Table of Contents
By 2026, workers in Florida could receive a minimum wage of $15.00 per hour. The rise will gradually occur over a period of five years if locals vote in favor of Amendment 2 in November of this year. But do Floridian employees and employers really want the minimum wage to increase from the current figure or $8.56?
Understanding Amendment 2
If at least 60% of Florida locals give the amendment the green light, then the minimum wage will grow to $10.00 per hour as of September 30, 2021. There will then be a yearly $1.00 minimum pay increase until 2026, when it will peak at $15.00. After this date, the minimum wage will grow annually in line with inflation.

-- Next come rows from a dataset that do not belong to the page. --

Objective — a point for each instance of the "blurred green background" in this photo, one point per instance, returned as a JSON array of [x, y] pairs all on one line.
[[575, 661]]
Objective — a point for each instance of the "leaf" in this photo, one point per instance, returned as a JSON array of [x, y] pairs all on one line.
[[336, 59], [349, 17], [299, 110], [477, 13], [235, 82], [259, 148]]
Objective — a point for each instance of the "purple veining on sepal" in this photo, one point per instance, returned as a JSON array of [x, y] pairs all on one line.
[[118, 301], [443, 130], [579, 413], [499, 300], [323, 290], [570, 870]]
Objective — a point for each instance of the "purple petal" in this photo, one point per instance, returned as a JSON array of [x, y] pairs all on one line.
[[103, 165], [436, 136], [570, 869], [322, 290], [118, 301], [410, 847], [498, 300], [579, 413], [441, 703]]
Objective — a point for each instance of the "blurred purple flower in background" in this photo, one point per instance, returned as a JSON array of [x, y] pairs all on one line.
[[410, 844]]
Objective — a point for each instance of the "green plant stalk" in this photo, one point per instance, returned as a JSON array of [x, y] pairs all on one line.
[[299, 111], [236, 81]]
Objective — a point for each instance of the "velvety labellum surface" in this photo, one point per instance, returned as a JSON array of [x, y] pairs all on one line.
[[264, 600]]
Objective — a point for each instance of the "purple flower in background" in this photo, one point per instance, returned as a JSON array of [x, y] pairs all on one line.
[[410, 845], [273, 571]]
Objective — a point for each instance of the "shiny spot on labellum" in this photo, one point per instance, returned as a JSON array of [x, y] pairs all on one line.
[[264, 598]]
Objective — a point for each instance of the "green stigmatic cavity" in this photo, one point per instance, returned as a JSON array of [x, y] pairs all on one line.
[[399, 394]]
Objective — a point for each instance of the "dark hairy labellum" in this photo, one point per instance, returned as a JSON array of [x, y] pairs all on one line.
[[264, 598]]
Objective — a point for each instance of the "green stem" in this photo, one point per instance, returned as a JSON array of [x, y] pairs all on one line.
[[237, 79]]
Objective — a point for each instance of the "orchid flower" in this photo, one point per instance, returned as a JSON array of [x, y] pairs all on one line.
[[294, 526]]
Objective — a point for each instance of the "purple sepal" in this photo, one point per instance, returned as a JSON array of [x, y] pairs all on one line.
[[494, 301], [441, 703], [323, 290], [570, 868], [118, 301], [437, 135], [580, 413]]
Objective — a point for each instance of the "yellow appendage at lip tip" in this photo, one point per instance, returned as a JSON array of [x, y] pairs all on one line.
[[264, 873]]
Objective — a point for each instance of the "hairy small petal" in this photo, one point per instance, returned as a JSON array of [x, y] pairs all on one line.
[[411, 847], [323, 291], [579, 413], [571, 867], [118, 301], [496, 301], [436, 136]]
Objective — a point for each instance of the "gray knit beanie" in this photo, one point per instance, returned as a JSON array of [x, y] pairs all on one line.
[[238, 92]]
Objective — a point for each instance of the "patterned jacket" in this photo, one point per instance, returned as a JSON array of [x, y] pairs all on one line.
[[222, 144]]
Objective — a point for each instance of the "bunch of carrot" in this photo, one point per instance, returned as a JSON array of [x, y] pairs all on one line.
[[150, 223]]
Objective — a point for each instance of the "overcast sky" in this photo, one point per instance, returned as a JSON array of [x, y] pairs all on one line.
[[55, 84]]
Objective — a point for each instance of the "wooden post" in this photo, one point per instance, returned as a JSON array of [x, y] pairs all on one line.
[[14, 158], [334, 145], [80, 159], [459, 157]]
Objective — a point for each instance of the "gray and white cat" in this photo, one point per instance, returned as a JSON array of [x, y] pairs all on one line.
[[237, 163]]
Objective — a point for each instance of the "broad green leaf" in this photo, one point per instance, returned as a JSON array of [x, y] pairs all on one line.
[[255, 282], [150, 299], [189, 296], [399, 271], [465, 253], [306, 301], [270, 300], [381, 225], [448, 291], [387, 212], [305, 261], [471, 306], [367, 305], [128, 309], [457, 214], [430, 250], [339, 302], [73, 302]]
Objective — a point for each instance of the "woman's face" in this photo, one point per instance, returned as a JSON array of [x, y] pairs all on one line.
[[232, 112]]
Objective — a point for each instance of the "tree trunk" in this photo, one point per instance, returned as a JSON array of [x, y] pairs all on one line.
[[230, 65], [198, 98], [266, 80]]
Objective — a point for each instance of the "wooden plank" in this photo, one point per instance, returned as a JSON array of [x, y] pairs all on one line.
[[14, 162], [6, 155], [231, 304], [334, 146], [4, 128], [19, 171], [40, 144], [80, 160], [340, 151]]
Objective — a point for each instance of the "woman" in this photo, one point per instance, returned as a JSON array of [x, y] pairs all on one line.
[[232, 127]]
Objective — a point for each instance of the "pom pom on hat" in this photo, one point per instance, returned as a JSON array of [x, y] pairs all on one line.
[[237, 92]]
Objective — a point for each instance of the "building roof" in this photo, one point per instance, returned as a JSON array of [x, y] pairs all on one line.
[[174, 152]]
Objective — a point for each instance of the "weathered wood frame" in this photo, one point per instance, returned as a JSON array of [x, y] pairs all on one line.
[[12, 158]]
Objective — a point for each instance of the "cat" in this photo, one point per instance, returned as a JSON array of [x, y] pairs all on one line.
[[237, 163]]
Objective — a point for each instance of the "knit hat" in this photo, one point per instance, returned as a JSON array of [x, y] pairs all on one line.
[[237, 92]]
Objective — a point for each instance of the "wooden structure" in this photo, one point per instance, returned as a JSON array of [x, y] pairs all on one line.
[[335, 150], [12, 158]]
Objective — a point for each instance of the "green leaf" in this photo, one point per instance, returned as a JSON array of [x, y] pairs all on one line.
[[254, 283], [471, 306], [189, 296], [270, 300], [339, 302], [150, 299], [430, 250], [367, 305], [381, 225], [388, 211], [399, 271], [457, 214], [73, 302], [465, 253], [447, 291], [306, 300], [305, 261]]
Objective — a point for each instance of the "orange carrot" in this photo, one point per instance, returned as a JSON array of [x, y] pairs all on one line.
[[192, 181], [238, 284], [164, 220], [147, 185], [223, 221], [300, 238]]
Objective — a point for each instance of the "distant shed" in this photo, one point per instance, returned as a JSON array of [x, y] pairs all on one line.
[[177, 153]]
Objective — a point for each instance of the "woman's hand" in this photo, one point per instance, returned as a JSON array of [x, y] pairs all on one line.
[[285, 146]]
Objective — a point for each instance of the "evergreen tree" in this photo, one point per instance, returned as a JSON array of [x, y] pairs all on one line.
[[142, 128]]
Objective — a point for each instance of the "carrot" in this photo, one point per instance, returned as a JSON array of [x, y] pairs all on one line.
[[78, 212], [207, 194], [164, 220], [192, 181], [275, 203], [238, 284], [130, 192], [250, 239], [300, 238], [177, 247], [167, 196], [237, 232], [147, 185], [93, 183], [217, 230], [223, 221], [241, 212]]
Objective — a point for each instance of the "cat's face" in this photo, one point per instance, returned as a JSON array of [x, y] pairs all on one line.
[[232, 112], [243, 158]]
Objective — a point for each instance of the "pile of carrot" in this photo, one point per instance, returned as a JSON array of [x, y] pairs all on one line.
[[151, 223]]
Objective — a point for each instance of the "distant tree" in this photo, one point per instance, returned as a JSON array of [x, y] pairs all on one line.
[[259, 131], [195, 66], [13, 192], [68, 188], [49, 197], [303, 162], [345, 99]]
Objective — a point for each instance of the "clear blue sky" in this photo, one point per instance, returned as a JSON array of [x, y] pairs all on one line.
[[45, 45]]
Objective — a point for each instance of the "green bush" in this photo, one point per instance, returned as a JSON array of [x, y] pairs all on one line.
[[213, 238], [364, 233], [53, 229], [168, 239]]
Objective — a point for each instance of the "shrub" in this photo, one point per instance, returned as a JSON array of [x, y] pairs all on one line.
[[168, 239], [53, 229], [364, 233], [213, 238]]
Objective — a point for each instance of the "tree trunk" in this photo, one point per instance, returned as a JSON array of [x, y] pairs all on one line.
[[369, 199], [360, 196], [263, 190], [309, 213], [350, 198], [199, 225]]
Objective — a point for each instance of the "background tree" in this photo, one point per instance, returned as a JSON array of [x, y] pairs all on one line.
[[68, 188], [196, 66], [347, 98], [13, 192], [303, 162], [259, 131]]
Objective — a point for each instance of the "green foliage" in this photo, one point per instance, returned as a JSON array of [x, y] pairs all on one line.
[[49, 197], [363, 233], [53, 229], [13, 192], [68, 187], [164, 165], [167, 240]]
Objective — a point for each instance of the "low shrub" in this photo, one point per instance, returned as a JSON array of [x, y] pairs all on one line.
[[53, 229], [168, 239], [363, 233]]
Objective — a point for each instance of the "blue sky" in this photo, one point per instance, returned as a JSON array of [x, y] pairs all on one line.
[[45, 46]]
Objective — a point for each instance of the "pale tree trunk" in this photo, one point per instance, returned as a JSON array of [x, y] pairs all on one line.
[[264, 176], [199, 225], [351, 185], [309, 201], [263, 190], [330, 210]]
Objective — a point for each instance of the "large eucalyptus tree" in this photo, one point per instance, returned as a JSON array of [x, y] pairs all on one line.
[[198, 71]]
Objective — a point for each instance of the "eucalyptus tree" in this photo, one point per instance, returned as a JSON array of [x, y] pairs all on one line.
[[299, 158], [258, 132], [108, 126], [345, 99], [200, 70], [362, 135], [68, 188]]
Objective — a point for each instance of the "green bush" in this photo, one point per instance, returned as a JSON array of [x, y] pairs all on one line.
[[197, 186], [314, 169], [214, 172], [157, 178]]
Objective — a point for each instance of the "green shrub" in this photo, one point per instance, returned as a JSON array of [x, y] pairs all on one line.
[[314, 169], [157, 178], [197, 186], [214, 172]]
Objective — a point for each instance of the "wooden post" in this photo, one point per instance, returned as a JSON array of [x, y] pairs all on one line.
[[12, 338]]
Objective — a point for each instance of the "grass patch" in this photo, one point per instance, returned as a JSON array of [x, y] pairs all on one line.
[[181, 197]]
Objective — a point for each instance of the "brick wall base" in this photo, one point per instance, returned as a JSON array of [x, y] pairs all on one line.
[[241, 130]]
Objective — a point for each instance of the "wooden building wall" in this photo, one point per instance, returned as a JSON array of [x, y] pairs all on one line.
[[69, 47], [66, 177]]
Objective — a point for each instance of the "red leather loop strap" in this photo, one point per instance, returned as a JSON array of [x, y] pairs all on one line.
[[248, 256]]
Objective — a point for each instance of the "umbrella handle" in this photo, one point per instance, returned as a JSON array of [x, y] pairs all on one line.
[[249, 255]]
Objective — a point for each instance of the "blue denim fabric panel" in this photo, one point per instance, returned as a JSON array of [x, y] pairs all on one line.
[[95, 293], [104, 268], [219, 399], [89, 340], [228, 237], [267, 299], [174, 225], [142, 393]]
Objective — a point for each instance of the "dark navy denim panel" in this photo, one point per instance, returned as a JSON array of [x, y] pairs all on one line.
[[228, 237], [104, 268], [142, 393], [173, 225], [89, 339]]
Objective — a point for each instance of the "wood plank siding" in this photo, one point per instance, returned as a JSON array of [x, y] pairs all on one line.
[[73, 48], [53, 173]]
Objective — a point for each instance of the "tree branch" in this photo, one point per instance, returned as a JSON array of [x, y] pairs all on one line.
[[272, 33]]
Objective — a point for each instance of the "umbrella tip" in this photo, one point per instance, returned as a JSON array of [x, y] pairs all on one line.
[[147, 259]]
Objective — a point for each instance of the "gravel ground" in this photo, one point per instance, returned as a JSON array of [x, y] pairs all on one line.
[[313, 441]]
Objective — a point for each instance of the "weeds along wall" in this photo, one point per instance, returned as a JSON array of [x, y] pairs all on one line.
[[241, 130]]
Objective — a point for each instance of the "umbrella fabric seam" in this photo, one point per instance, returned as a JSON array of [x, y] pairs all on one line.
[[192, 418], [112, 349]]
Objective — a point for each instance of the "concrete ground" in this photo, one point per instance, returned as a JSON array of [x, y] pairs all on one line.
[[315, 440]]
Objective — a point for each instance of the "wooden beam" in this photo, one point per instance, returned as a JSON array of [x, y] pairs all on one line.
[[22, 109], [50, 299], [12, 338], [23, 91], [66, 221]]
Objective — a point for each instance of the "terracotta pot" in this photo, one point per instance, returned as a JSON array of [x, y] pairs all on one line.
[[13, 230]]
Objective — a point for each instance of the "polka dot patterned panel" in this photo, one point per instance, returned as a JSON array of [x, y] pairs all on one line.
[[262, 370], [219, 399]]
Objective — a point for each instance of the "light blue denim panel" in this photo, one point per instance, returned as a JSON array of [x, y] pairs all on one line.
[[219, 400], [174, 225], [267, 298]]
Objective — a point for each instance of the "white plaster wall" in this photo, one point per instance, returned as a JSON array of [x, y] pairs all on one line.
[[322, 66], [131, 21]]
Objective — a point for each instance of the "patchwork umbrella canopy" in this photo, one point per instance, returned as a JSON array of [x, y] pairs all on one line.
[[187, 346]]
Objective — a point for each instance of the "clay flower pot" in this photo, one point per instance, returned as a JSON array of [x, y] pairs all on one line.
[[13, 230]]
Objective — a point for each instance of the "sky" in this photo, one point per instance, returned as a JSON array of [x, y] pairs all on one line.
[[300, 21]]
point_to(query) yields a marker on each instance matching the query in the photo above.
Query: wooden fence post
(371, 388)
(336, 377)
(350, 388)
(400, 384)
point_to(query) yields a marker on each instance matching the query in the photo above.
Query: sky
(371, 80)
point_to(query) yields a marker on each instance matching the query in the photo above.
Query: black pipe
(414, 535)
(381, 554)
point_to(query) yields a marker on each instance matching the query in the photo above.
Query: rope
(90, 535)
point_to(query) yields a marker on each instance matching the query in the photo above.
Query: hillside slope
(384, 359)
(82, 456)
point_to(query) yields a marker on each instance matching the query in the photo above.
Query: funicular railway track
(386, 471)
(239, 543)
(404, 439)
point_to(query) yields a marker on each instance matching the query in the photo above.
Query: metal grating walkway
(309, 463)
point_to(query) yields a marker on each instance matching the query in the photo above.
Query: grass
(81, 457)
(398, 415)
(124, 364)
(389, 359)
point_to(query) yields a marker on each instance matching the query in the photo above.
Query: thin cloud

At present, it looks as though the bill will go through as a St. Pete Polls survey found that 62.5% of individuals in the area are prepared to say “Yes” when the vote comes around. Just 29.5% say they will reject the proposal at the polls, while 8% are still deliberating their decision.
Local businesses are concerned
While a minimum wage increase will provide financial benefits to workers in Florida, experts argue that many businesses in the state won’t be able to afford to pay out more in salaries. It’s predicted that hospitality and tourism businesses in the Southwest of Florida will be particularly vulnerable if the wage increase goes ahead, as they employ more than 75,000 people, most of whom are on the minimum wage. It is, therefore, feared that cost-cutting measures will be made, such as axing jobs, reducing workers’ hours, and slashing employee benefits, all of which will negatively impact the economy.
Workers’ safety must be paramount
But it’s crucial for businesses in the Southwest and throughout the rest of Florida to ensure that steps are taken to safeguard their workers at all times, regardless of the cost. Florida workers comp insurance, for example, financially protects businesses and their workers in the event of an incident in the workplace. Failing to offer such insurance can result in civil penalties and organizations being closed down, so it’s an essential cost for businesses. Jim Wall, the communications director for CareerSource Southwest Florida, offers some reassuring advice for worried businesses in the Southwest of the state, stating that because the region is gradually becoming a year-round economy, the impact of the minimum pay rise will have less of an impact than first predicted.
But there are still concerns
Despite the majority of Floridians currently backing the minimum wage hike, a study from the Congressional Budget Office (CBO) has brought fresh concerns. They found that if the minimum wage is increased to $15.00 across America, then 1.3 million people would become jobless due to businesses having to make harsh decisions to protect themselves. The CBO has even highlighted how a minimum wage increase to $12.00 per hour would leave 300,000 out of a job, so to push it continually higher would put real pressure on local organizations.
It’s not long before Florida gets to vote on a crucial minimum wage increase. And while the state will have to wait to see what the outcome will be, there’s no doubt that businesses across Florida are concerned about how the rise will potentially affect their profits.